Angélica quiso replicar vivamente, pero un gruñido de Rafai la hizo comprender que el coloquio secreto, del que no podía entender una palabra, había durado ya demasiado. Con lo cual los guardianes apremiaron a las mujeres para que se retirasen. Costó más trabajo convencer al príncipe Bombón. Ramidan tuvo que tomarlo de nuevo en brazos. Su cólera se calmó cuando, alrededor de una avenida, encontró al viejo esclavo, medio calvo, Juan-Bautista Caloen, un flamenco que recogía las hojas caídas. El niño gritó que quería cortarle la cabeza porque era calvo y ya no servía para nada. Promovió tan espantoso alboroto que los eunucos aconsejaron al esclavo que se dejase caer al suelo no bien le hubiera tocado. El principito levantó su cimitarra en miniatura y asestó el golpe con todas sus fuerzas. El viejo se desplomó, haciéndose el muerto. No por ello dejaba de tener en el brazo un extenso corte. A la vista de la sangre, el monigote encantador se calmó, siguiendo alegre su paseo.

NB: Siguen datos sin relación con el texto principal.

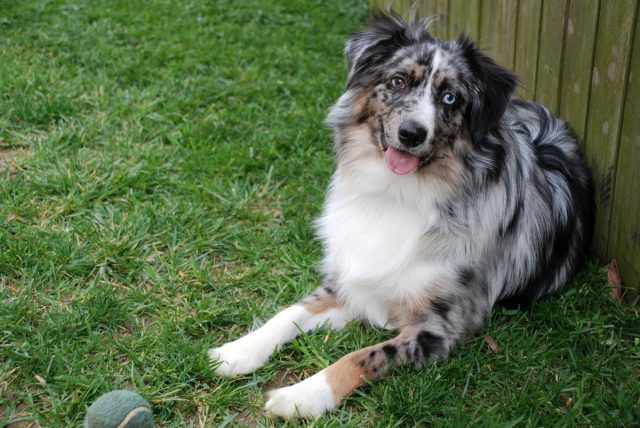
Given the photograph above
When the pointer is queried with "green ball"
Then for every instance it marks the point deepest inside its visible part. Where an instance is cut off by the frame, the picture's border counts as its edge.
(119, 409)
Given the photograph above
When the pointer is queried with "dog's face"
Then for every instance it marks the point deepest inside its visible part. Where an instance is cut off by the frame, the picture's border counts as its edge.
(424, 99)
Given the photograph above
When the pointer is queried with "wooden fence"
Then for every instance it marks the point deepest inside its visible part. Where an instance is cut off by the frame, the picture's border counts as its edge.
(581, 58)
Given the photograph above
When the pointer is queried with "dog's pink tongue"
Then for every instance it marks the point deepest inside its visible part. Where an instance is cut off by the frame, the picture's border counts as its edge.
(400, 162)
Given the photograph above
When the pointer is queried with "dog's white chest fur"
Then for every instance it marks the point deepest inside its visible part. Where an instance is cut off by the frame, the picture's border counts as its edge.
(373, 230)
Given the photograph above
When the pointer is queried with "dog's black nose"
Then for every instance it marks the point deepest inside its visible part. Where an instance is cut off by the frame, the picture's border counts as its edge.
(411, 134)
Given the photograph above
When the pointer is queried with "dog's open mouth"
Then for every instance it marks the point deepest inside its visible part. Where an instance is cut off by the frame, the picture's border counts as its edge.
(399, 162)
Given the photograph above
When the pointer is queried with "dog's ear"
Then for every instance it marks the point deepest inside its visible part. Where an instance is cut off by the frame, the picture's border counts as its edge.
(493, 87)
(368, 50)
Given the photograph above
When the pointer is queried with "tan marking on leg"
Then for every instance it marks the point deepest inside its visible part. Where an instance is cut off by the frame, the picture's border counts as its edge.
(345, 375)
(322, 304)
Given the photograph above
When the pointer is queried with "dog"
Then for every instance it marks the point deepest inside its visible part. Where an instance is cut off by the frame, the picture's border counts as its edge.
(449, 196)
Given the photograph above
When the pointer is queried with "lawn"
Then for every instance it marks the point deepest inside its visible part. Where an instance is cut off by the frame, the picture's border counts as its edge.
(161, 164)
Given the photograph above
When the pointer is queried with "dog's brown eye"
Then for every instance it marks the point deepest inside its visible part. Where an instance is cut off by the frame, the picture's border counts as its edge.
(396, 82)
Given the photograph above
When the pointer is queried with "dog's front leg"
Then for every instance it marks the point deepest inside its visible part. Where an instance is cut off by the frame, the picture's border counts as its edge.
(322, 392)
(248, 353)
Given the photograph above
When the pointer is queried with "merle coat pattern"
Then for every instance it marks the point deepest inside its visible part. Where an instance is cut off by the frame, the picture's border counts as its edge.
(449, 197)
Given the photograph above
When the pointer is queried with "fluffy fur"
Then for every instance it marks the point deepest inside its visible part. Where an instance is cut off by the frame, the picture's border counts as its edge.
(449, 197)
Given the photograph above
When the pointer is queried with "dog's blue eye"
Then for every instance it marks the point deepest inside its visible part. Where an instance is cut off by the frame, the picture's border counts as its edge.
(396, 82)
(449, 99)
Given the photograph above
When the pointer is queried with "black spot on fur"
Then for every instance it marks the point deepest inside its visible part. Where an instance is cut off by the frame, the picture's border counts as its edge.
(466, 276)
(390, 351)
(513, 222)
(496, 84)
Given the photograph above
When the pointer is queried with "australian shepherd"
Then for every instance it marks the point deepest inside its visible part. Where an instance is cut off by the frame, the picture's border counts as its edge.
(449, 197)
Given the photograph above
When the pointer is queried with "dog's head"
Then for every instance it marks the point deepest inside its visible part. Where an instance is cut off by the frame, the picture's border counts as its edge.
(422, 98)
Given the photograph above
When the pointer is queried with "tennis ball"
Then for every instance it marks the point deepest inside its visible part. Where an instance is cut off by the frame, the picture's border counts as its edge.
(119, 409)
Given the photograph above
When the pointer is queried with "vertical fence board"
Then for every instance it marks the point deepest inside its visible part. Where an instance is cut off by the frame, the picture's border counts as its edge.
(613, 45)
(624, 234)
(504, 41)
(486, 35)
(464, 17)
(579, 45)
(439, 10)
(582, 59)
(526, 61)
(550, 54)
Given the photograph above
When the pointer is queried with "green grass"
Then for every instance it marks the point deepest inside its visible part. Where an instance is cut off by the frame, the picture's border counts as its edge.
(160, 167)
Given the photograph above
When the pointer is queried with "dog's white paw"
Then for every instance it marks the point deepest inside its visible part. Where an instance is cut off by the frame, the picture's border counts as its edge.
(239, 357)
(310, 398)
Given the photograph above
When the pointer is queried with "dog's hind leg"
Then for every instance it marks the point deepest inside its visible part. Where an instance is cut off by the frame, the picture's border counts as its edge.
(248, 353)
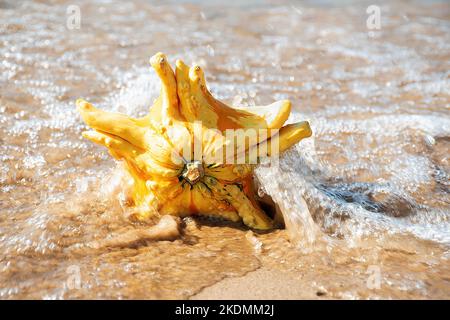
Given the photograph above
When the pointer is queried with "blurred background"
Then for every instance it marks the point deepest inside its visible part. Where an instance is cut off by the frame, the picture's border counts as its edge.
(366, 199)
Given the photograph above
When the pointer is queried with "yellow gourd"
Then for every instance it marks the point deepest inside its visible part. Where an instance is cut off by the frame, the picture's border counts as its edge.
(192, 154)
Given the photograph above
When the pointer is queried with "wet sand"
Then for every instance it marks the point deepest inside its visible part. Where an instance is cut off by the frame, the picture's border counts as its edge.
(365, 200)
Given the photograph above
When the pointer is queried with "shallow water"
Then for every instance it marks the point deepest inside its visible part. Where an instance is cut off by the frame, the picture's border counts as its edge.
(367, 195)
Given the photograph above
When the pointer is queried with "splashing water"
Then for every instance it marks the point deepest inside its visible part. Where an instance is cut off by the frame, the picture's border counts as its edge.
(370, 188)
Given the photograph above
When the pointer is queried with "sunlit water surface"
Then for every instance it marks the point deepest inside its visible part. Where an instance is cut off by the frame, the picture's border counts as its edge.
(368, 192)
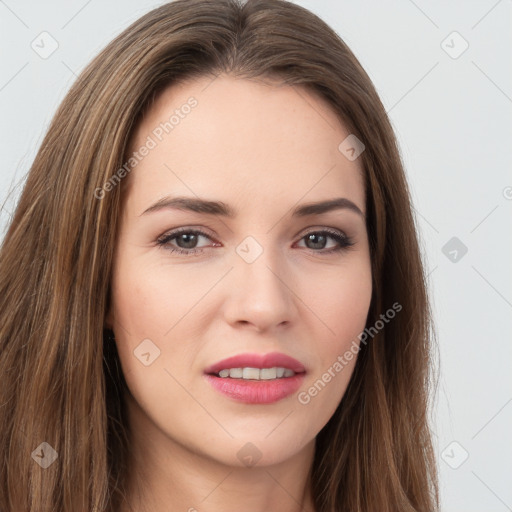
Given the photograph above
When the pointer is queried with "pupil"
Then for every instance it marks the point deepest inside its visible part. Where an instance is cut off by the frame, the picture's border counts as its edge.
(312, 237)
(189, 240)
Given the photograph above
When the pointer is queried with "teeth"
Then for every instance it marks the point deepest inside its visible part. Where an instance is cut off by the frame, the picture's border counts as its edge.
(257, 373)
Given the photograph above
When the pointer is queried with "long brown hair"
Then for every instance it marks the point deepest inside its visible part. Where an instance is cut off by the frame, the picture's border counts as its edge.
(60, 377)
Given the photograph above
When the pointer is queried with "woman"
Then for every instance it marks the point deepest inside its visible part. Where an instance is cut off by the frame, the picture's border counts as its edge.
(212, 291)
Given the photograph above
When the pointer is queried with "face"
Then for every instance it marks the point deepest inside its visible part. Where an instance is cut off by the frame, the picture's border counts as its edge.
(279, 285)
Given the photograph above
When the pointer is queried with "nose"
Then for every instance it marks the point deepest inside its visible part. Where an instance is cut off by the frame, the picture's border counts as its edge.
(260, 294)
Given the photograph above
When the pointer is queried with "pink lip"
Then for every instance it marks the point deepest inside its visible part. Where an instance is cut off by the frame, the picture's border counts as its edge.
(257, 361)
(256, 391)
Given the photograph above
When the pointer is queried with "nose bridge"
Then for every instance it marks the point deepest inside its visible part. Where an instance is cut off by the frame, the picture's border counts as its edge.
(261, 294)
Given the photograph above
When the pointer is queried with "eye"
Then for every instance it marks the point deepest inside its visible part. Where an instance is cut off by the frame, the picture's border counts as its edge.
(186, 240)
(315, 240)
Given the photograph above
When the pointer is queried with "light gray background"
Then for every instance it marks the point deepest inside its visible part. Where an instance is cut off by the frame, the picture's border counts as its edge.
(453, 120)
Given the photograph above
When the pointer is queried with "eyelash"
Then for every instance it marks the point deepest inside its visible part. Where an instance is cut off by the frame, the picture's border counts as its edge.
(344, 241)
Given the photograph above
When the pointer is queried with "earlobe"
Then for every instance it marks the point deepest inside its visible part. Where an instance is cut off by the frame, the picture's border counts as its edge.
(108, 323)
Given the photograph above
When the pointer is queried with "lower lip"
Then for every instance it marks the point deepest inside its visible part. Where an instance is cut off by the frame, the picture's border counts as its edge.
(256, 391)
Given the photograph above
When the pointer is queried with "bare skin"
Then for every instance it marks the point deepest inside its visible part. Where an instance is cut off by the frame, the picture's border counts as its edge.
(262, 149)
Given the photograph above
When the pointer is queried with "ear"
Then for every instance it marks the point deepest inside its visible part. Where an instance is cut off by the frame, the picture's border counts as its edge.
(109, 319)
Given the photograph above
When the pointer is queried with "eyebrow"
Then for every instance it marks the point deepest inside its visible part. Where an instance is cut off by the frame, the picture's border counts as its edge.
(218, 208)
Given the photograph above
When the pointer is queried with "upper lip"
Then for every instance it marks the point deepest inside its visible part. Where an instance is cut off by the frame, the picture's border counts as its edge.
(270, 360)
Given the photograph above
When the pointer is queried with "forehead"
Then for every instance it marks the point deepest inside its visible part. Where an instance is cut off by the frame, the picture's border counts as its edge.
(246, 139)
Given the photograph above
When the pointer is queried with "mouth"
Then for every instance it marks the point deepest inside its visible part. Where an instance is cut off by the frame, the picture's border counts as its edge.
(256, 378)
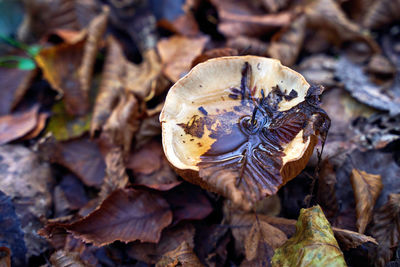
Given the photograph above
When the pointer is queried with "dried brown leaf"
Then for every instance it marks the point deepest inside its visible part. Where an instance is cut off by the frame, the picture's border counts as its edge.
(150, 168)
(258, 232)
(177, 54)
(367, 188)
(28, 182)
(125, 215)
(62, 258)
(68, 67)
(286, 44)
(386, 229)
(181, 256)
(15, 82)
(382, 13)
(246, 18)
(248, 46)
(17, 125)
(82, 157)
(326, 189)
(5, 257)
(329, 17)
(171, 238)
(116, 177)
(213, 53)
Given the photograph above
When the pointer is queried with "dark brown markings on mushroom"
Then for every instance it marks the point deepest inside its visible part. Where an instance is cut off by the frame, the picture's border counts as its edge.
(251, 151)
(203, 110)
(195, 126)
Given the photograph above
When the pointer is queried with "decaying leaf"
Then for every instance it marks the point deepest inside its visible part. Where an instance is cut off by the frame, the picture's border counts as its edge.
(257, 245)
(125, 215)
(150, 168)
(83, 158)
(5, 257)
(245, 18)
(213, 53)
(68, 67)
(122, 89)
(62, 258)
(64, 126)
(248, 46)
(382, 13)
(28, 182)
(366, 187)
(177, 54)
(15, 82)
(43, 17)
(313, 244)
(242, 143)
(386, 229)
(259, 231)
(365, 91)
(17, 125)
(11, 234)
(286, 45)
(329, 17)
(171, 238)
(181, 256)
(116, 177)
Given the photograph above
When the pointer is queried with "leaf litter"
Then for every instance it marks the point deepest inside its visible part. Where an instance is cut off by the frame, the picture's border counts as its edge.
(81, 156)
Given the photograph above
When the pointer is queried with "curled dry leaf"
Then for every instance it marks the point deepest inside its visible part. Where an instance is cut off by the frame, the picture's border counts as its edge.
(15, 82)
(181, 256)
(386, 229)
(68, 67)
(122, 89)
(177, 54)
(365, 91)
(150, 168)
(5, 257)
(287, 43)
(62, 258)
(17, 125)
(125, 215)
(313, 244)
(214, 53)
(245, 18)
(116, 177)
(28, 182)
(12, 237)
(366, 187)
(82, 157)
(382, 13)
(261, 231)
(248, 46)
(43, 17)
(242, 143)
(171, 238)
(63, 126)
(329, 15)
(256, 244)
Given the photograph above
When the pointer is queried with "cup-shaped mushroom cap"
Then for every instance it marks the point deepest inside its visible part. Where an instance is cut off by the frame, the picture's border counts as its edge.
(241, 126)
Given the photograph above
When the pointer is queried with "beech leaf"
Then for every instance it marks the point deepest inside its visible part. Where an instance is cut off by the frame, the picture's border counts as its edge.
(125, 215)
(367, 188)
(313, 244)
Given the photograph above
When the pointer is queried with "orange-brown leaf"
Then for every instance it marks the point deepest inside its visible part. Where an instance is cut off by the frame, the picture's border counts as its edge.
(286, 44)
(177, 54)
(181, 256)
(386, 229)
(367, 188)
(125, 215)
(16, 125)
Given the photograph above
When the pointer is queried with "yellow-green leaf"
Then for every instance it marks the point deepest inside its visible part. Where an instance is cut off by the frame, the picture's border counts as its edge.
(313, 244)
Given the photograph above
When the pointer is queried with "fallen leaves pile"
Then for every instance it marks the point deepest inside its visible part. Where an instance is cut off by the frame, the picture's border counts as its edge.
(83, 176)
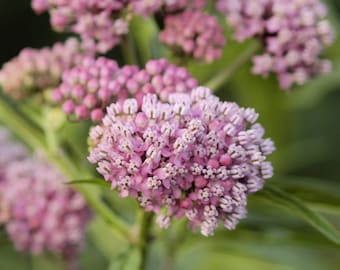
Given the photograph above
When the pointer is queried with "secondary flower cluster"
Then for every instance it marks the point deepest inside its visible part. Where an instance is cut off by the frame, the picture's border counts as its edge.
(39, 212)
(294, 33)
(195, 34)
(101, 24)
(193, 156)
(149, 7)
(35, 70)
(89, 88)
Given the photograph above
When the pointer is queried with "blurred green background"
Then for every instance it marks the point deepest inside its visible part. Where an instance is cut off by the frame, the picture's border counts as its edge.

Pasaron cerca de un jardín muy profundo que estaba lleno de trébol para los caballos de palacio. Una balaustrada prolongaba la terraza. Algo más lejos había un bosquecillo de naranjos y rosales. Era el lugar más atractivo de la alcazaba, cuyo plano había sido trazado por un jardinero español y armonizaban no sólo el verde azulado de los árboles, en donde se encendían las gruesas linternas de las naranjas, con los de los macizos de rosas que estaban a su pie, sino también los perfumes delicados de los frutos y de las flores. Dos esclavos estaban trabajando allí. Al pasar, Angélica los oyó hablar en francés. Se volvió para mirarlos. Uno de ellos, mozo apuesto de aspecto fino y noble, le hizo un guiño con mirada alegre. Ha de estar muy abrumado un francés por el yugo de la esclavitud para no sonreír al paso de veladas beldades misteriosas, aunque tenga por ello que perder la vida. La pequeña circasiana exclamó de pronto:

—Quiero esa naranja tan hermosa, la de arriba. Decid a los esclavos que la cojan.

En realidad, ella había visto al guapo joven y deseaba pararse, examinarle. La experiencia del amor en brazos del voluptuoso Ismael había hecho de la ignorante muchachita una mujer curiosa que deseaba probar sus encantos ante otros hombres. Aquellos, pese a sus caras de mal alimentados y a sus harapos miserables, eran los primeros a quienes veía aparte del Rey, desde que éste le había revelado las primeras reglas del juego sutil y violento que, desde que el mundo es mundo, opone y acerca a Eva y Adán.